General information
- Type: Utility aircraft
- Manufacturer: Homebuilt
- Designer: Roland T. Duruble
- Number built: at least 10 by 1985

History
- First flight: 7 July 1962

= Duruble Edelweiss =

The Duruble Edelweiss is a light utility aircraft designed in France in the early 1960s and marketed for homebuilding. It is a low-wing cantilever monoplane with retractable tricycle undercarriage and all-metal construction. The aircraft was designed for a load factor of 9. Two- and four-seat versions were designed. The aircraft's creator, Roland Duruble flew the first example, a two-seater designated RD-02 in 1962, and in 1970 began to market plans for a stretched version with a rear bench seat as the RD-03. Over the next 15 years, 56 sets of plans had been sold, and at least nine Edelweisses finished and flown.

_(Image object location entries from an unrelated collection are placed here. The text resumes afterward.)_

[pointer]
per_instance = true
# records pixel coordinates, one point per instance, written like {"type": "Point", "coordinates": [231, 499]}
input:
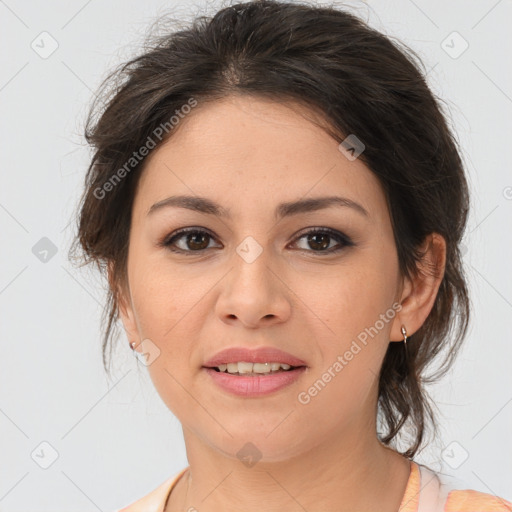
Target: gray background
{"type": "Point", "coordinates": [114, 440]}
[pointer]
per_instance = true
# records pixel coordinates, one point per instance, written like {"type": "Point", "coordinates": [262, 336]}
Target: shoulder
{"type": "Point", "coordinates": [155, 500]}
{"type": "Point", "coordinates": [475, 501]}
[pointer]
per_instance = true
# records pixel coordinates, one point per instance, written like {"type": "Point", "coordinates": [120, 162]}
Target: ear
{"type": "Point", "coordinates": [419, 293]}
{"type": "Point", "coordinates": [125, 306]}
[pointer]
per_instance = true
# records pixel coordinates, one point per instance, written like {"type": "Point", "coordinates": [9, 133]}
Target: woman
{"type": "Point", "coordinates": [278, 203]}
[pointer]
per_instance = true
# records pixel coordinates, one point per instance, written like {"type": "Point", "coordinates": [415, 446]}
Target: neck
{"type": "Point", "coordinates": [342, 474]}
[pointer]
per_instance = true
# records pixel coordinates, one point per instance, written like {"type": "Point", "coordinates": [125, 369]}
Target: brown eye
{"type": "Point", "coordinates": [319, 240]}
{"type": "Point", "coordinates": [188, 240]}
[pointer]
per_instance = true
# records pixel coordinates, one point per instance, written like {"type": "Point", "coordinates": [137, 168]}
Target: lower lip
{"type": "Point", "coordinates": [255, 386]}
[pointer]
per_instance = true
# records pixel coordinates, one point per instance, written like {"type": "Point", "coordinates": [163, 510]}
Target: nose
{"type": "Point", "coordinates": [253, 294]}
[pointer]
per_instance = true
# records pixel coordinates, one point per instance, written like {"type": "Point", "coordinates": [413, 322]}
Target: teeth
{"type": "Point", "coordinates": [243, 367]}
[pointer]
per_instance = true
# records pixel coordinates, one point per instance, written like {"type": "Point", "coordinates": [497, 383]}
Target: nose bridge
{"type": "Point", "coordinates": [252, 291]}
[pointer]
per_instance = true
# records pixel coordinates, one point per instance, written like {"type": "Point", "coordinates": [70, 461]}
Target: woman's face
{"type": "Point", "coordinates": [255, 279]}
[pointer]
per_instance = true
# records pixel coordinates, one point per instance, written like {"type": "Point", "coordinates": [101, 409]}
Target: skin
{"type": "Point", "coordinates": [250, 154]}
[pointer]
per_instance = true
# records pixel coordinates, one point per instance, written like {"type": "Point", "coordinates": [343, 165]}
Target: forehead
{"type": "Point", "coordinates": [253, 153]}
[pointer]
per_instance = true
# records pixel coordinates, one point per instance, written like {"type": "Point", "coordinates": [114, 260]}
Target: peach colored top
{"type": "Point", "coordinates": [457, 500]}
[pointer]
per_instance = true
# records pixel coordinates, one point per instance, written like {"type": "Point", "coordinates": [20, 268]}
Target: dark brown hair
{"type": "Point", "coordinates": [363, 83]}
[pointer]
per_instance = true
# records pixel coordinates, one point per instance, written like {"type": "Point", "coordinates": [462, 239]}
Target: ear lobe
{"type": "Point", "coordinates": [420, 291]}
{"type": "Point", "coordinates": [124, 304]}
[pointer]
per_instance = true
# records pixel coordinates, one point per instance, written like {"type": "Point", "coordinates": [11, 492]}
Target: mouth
{"type": "Point", "coordinates": [247, 369]}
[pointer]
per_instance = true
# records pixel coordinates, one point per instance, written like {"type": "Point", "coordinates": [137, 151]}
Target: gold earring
{"type": "Point", "coordinates": [404, 333]}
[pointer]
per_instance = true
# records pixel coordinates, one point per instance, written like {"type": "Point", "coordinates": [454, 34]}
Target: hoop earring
{"type": "Point", "coordinates": [404, 333]}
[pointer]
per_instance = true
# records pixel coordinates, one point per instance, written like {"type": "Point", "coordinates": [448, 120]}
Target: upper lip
{"type": "Point", "coordinates": [257, 355]}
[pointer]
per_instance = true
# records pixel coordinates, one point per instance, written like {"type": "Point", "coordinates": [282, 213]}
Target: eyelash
{"type": "Point", "coordinates": [341, 238]}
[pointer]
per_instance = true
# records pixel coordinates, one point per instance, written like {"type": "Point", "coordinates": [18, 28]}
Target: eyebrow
{"type": "Point", "coordinates": [207, 206]}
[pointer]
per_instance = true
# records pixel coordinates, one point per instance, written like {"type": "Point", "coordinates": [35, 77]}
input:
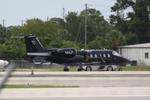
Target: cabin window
{"type": "Point", "coordinates": [100, 55]}
{"type": "Point", "coordinates": [104, 55]}
{"type": "Point", "coordinates": [95, 55]}
{"type": "Point", "coordinates": [146, 55]}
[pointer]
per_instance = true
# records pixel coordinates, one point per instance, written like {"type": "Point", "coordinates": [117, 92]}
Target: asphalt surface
{"type": "Point", "coordinates": [93, 86]}
{"type": "Point", "coordinates": [84, 79]}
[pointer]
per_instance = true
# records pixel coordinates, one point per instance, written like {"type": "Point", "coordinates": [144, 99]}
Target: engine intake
{"type": "Point", "coordinates": [65, 52]}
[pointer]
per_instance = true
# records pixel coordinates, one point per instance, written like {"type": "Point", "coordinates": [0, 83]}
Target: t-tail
{"type": "Point", "coordinates": [33, 45]}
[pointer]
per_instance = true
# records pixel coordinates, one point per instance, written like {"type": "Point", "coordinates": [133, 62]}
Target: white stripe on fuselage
{"type": "Point", "coordinates": [39, 54]}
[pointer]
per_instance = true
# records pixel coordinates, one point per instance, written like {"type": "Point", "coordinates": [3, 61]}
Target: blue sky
{"type": "Point", "coordinates": [13, 11]}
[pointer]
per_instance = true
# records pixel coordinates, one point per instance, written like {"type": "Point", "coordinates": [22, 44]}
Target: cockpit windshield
{"type": "Point", "coordinates": [116, 53]}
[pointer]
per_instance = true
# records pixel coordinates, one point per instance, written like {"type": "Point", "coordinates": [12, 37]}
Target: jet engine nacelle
{"type": "Point", "coordinates": [3, 63]}
{"type": "Point", "coordinates": [65, 52]}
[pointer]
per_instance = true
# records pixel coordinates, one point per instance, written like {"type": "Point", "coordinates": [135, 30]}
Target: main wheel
{"type": "Point", "coordinates": [88, 68]}
{"type": "Point", "coordinates": [109, 68]}
{"type": "Point", "coordinates": [66, 69]}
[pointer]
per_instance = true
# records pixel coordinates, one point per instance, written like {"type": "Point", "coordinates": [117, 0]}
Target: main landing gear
{"type": "Point", "coordinates": [66, 69]}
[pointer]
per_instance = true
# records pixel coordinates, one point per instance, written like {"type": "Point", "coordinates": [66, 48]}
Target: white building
{"type": "Point", "coordinates": [138, 52]}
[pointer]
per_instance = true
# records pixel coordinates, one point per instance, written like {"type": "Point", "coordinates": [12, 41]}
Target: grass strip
{"type": "Point", "coordinates": [38, 86]}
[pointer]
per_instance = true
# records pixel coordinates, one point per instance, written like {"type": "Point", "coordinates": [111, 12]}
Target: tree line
{"type": "Point", "coordinates": [121, 29]}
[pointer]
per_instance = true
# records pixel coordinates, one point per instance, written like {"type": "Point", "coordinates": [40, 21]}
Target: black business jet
{"type": "Point", "coordinates": [68, 56]}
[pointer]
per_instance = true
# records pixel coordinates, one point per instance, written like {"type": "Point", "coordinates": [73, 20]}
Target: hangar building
{"type": "Point", "coordinates": [138, 52]}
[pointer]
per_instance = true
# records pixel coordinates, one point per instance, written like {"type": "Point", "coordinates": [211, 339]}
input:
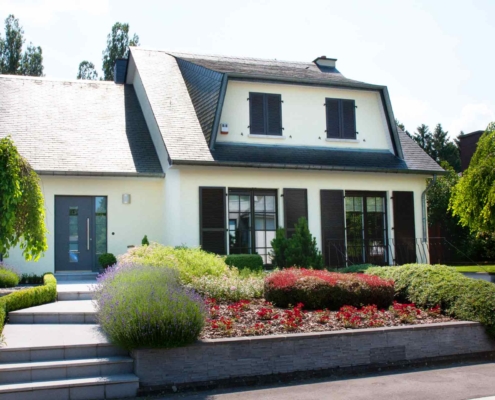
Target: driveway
{"type": "Point", "coordinates": [456, 382]}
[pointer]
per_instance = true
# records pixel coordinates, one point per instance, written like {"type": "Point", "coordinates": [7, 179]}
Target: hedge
{"type": "Point", "coordinates": [428, 285]}
{"type": "Point", "coordinates": [323, 289]}
{"type": "Point", "coordinates": [28, 297]}
{"type": "Point", "coordinates": [254, 262]}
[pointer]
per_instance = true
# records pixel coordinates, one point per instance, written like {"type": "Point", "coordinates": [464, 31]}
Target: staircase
{"type": "Point", "coordinates": [56, 351]}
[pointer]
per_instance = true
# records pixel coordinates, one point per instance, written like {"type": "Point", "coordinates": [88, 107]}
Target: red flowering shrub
{"type": "Point", "coordinates": [323, 289]}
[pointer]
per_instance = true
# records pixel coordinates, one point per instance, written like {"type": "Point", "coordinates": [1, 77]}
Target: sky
{"type": "Point", "coordinates": [435, 56]}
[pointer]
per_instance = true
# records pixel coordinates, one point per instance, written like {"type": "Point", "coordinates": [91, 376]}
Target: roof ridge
{"type": "Point", "coordinates": [177, 53]}
{"type": "Point", "coordinates": [58, 80]}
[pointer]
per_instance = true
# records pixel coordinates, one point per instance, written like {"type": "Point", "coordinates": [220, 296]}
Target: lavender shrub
{"type": "Point", "coordinates": [145, 306]}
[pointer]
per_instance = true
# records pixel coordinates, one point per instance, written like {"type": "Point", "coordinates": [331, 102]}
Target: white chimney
{"type": "Point", "coordinates": [325, 62]}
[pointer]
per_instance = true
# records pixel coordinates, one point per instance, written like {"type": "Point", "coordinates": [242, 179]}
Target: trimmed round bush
{"type": "Point", "coordinates": [322, 289]}
{"type": "Point", "coordinates": [8, 278]}
{"type": "Point", "coordinates": [145, 306]}
{"type": "Point", "coordinates": [430, 285]}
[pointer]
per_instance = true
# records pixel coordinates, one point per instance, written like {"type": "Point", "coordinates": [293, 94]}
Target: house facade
{"type": "Point", "coordinates": [218, 152]}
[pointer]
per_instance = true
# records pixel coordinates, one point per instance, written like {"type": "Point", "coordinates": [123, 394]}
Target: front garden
{"type": "Point", "coordinates": [159, 296]}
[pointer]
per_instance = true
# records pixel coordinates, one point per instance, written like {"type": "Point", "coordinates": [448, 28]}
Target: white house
{"type": "Point", "coordinates": [217, 151]}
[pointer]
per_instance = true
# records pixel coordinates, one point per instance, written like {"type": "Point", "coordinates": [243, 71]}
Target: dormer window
{"type": "Point", "coordinates": [341, 118]}
{"type": "Point", "coordinates": [265, 114]}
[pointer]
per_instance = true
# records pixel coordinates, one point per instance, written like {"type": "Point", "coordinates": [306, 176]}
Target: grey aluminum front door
{"type": "Point", "coordinates": [74, 227]}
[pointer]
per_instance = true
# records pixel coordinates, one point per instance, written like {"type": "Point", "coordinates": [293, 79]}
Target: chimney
{"type": "Point", "coordinates": [325, 63]}
{"type": "Point", "coordinates": [120, 70]}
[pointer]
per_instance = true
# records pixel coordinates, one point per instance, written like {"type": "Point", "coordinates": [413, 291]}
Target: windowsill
{"type": "Point", "coordinates": [342, 140]}
{"type": "Point", "coordinates": [268, 136]}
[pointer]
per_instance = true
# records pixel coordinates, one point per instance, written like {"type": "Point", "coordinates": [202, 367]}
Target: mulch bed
{"type": "Point", "coordinates": [257, 317]}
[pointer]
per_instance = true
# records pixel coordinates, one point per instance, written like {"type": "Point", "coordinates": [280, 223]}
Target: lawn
{"type": "Point", "coordinates": [475, 268]}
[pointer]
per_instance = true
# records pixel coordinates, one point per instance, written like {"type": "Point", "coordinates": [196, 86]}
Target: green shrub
{"type": "Point", "coordinates": [190, 263]}
{"type": "Point", "coordinates": [323, 289]}
{"type": "Point", "coordinates": [300, 250]}
{"type": "Point", "coordinates": [29, 297]}
{"type": "Point", "coordinates": [145, 306]}
{"type": "Point", "coordinates": [231, 287]}
{"type": "Point", "coordinates": [8, 277]}
{"type": "Point", "coordinates": [106, 260]}
{"type": "Point", "coordinates": [353, 268]}
{"type": "Point", "coordinates": [254, 262]}
{"type": "Point", "coordinates": [428, 285]}
{"type": "Point", "coordinates": [145, 241]}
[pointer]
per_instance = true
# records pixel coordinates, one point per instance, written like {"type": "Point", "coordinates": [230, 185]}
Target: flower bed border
{"type": "Point", "coordinates": [249, 360]}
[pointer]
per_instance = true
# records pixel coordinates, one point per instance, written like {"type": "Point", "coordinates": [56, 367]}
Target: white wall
{"type": "Point", "coordinates": [184, 224]}
{"type": "Point", "coordinates": [144, 216]}
{"type": "Point", "coordinates": [303, 116]}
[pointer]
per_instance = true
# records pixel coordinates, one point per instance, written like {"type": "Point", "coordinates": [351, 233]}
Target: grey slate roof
{"type": "Point", "coordinates": [415, 157]}
{"type": "Point", "coordinates": [77, 127]}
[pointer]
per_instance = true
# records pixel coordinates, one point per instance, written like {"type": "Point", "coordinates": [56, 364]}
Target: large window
{"type": "Point", "coordinates": [265, 114]}
{"type": "Point", "coordinates": [366, 228]}
{"type": "Point", "coordinates": [252, 221]}
{"type": "Point", "coordinates": [341, 118]}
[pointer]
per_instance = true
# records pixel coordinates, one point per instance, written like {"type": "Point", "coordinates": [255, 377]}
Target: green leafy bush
{"type": "Point", "coordinates": [323, 289]}
{"type": "Point", "coordinates": [106, 260]}
{"type": "Point", "coordinates": [8, 277]}
{"type": "Point", "coordinates": [29, 297]}
{"type": "Point", "coordinates": [300, 250]}
{"type": "Point", "coordinates": [192, 262]}
{"type": "Point", "coordinates": [230, 287]}
{"type": "Point", "coordinates": [428, 285]}
{"type": "Point", "coordinates": [145, 306]}
{"type": "Point", "coordinates": [253, 262]}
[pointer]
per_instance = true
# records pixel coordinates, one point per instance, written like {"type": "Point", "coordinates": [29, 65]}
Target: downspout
{"type": "Point", "coordinates": [423, 206]}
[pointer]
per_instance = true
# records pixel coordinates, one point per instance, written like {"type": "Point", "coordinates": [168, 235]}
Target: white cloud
{"type": "Point", "coordinates": [473, 117]}
{"type": "Point", "coordinates": [42, 11]}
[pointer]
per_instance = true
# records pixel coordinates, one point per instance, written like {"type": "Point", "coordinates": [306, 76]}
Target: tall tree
{"type": "Point", "coordinates": [12, 60]}
{"type": "Point", "coordinates": [473, 198]}
{"type": "Point", "coordinates": [87, 71]}
{"type": "Point", "coordinates": [22, 211]}
{"type": "Point", "coordinates": [118, 43]}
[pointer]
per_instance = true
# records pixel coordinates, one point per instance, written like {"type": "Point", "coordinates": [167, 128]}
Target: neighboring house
{"type": "Point", "coordinates": [218, 152]}
{"type": "Point", "coordinates": [467, 147]}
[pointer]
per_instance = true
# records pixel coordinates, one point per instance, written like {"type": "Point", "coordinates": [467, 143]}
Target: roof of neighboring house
{"type": "Point", "coordinates": [77, 127]}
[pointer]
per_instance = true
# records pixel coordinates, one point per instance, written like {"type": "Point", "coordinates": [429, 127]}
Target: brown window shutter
{"type": "Point", "coordinates": [212, 219]}
{"type": "Point", "coordinates": [295, 207]}
{"type": "Point", "coordinates": [333, 226]}
{"type": "Point", "coordinates": [404, 232]}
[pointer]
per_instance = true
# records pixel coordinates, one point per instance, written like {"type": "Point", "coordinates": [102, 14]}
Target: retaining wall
{"type": "Point", "coordinates": [209, 361]}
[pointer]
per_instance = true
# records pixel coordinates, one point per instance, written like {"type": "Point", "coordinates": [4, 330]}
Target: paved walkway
{"type": "Point", "coordinates": [461, 382]}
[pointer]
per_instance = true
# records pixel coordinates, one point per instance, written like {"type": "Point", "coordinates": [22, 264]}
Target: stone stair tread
{"type": "Point", "coordinates": [63, 383]}
{"type": "Point", "coordinates": [63, 363]}
{"type": "Point", "coordinates": [60, 307]}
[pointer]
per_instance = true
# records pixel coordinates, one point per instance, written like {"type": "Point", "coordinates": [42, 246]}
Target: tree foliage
{"type": "Point", "coordinates": [118, 43]}
{"type": "Point", "coordinates": [12, 59]}
{"type": "Point", "coordinates": [87, 71]}
{"type": "Point", "coordinates": [473, 197]}
{"type": "Point", "coordinates": [22, 212]}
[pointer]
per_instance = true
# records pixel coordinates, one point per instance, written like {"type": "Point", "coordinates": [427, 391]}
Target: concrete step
{"type": "Point", "coordinates": [60, 312]}
{"type": "Point", "coordinates": [76, 276]}
{"type": "Point", "coordinates": [104, 387]}
{"type": "Point", "coordinates": [64, 369]}
{"type": "Point", "coordinates": [75, 290]}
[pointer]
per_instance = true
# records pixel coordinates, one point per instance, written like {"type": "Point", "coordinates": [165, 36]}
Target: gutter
{"type": "Point", "coordinates": [423, 207]}
{"type": "Point", "coordinates": [301, 167]}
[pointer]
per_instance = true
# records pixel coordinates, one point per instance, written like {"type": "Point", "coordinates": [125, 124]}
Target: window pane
{"type": "Point", "coordinates": [270, 203]}
{"type": "Point", "coordinates": [233, 203]}
{"type": "Point", "coordinates": [245, 203]}
{"type": "Point", "coordinates": [259, 203]}
{"type": "Point", "coordinates": [270, 221]}
{"type": "Point", "coordinates": [259, 222]}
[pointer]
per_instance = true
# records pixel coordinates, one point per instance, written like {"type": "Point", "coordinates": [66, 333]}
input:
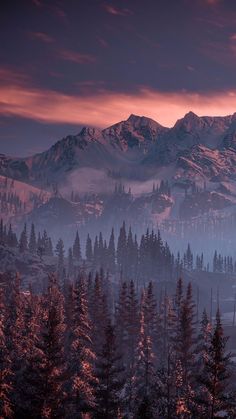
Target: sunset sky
{"type": "Point", "coordinates": [65, 64]}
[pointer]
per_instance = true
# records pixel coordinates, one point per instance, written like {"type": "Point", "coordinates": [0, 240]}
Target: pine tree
{"type": "Point", "coordinates": [70, 264]}
{"type": "Point", "coordinates": [5, 366]}
{"type": "Point", "coordinates": [121, 249]}
{"type": "Point", "coordinates": [145, 364]}
{"type": "Point", "coordinates": [185, 346]}
{"type": "Point", "coordinates": [109, 374]}
{"type": "Point", "coordinates": [32, 241]}
{"type": "Point", "coordinates": [82, 356]}
{"type": "Point", "coordinates": [99, 314]}
{"type": "Point", "coordinates": [111, 253]}
{"type": "Point", "coordinates": [23, 243]}
{"type": "Point", "coordinates": [60, 258]}
{"type": "Point", "coordinates": [31, 379]}
{"type": "Point", "coordinates": [89, 250]}
{"type": "Point", "coordinates": [51, 343]}
{"type": "Point", "coordinates": [215, 374]}
{"type": "Point", "coordinates": [121, 320]}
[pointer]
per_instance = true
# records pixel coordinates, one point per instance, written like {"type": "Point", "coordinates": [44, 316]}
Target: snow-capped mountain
{"type": "Point", "coordinates": [204, 146]}
{"type": "Point", "coordinates": [199, 150]}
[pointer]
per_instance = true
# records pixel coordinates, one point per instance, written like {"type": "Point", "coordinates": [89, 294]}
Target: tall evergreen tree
{"type": "Point", "coordinates": [60, 251]}
{"type": "Point", "coordinates": [82, 356]}
{"type": "Point", "coordinates": [76, 248]}
{"type": "Point", "coordinates": [32, 240]}
{"type": "Point", "coordinates": [5, 365]}
{"type": "Point", "coordinates": [51, 343]}
{"type": "Point", "coordinates": [215, 374]}
{"type": "Point", "coordinates": [109, 373]}
{"type": "Point", "coordinates": [23, 243]}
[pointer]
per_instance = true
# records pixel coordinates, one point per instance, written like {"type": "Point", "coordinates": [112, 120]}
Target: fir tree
{"type": "Point", "coordinates": [81, 354]}
{"type": "Point", "coordinates": [5, 366]}
{"type": "Point", "coordinates": [76, 248]}
{"type": "Point", "coordinates": [32, 240]}
{"type": "Point", "coordinates": [60, 258]}
{"type": "Point", "coordinates": [215, 374]}
{"type": "Point", "coordinates": [109, 373]}
{"type": "Point", "coordinates": [89, 250]}
{"type": "Point", "coordinates": [51, 344]}
{"type": "Point", "coordinates": [23, 243]}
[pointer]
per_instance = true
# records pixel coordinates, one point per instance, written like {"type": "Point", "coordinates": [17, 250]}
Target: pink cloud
{"type": "Point", "coordinates": [117, 12]}
{"type": "Point", "coordinates": [105, 107]}
{"type": "Point", "coordinates": [76, 57]}
{"type": "Point", "coordinates": [41, 36]}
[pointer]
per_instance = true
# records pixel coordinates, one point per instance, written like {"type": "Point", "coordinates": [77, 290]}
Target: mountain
{"type": "Point", "coordinates": [192, 143]}
{"type": "Point", "coordinates": [137, 151]}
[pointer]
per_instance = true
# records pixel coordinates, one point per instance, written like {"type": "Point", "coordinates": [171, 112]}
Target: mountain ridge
{"type": "Point", "coordinates": [137, 140]}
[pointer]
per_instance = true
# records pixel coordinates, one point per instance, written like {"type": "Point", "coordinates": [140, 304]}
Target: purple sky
{"type": "Point", "coordinates": [65, 64]}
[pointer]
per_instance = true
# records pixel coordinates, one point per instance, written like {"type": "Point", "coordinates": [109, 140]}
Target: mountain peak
{"type": "Point", "coordinates": [90, 132]}
{"type": "Point", "coordinates": [190, 115]}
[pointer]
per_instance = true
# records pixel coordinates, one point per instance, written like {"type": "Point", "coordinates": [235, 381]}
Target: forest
{"type": "Point", "coordinates": [99, 339]}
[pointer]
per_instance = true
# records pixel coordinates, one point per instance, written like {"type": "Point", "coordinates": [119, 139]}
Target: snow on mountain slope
{"type": "Point", "coordinates": [32, 269]}
{"type": "Point", "coordinates": [136, 131]}
{"type": "Point", "coordinates": [19, 198]}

In the 1980s, Duruble marketed an updated version of his original two-seater as the RD-02A, and sold around seven sets of plans, with at least one aircraft flying by 1985.

==Variants==
- RD-02
- RD-02A
Variant designed for homebuilt construction
- RD-03A
Two-seat variant with a 100 hp Continental O-200 engine.
- RD-03B
Variant designed to have either a 135 hp Lycoming O-320 or Franklin Sport 4B engine. Utility variant with two seats or a normal variant with 2+2 seating.
- RD-03C
Variant with a 150 hp Lycoming engine and increased fuel capacity. Utility variant with two-seats or a normal variant with 2+2 seating for four adults.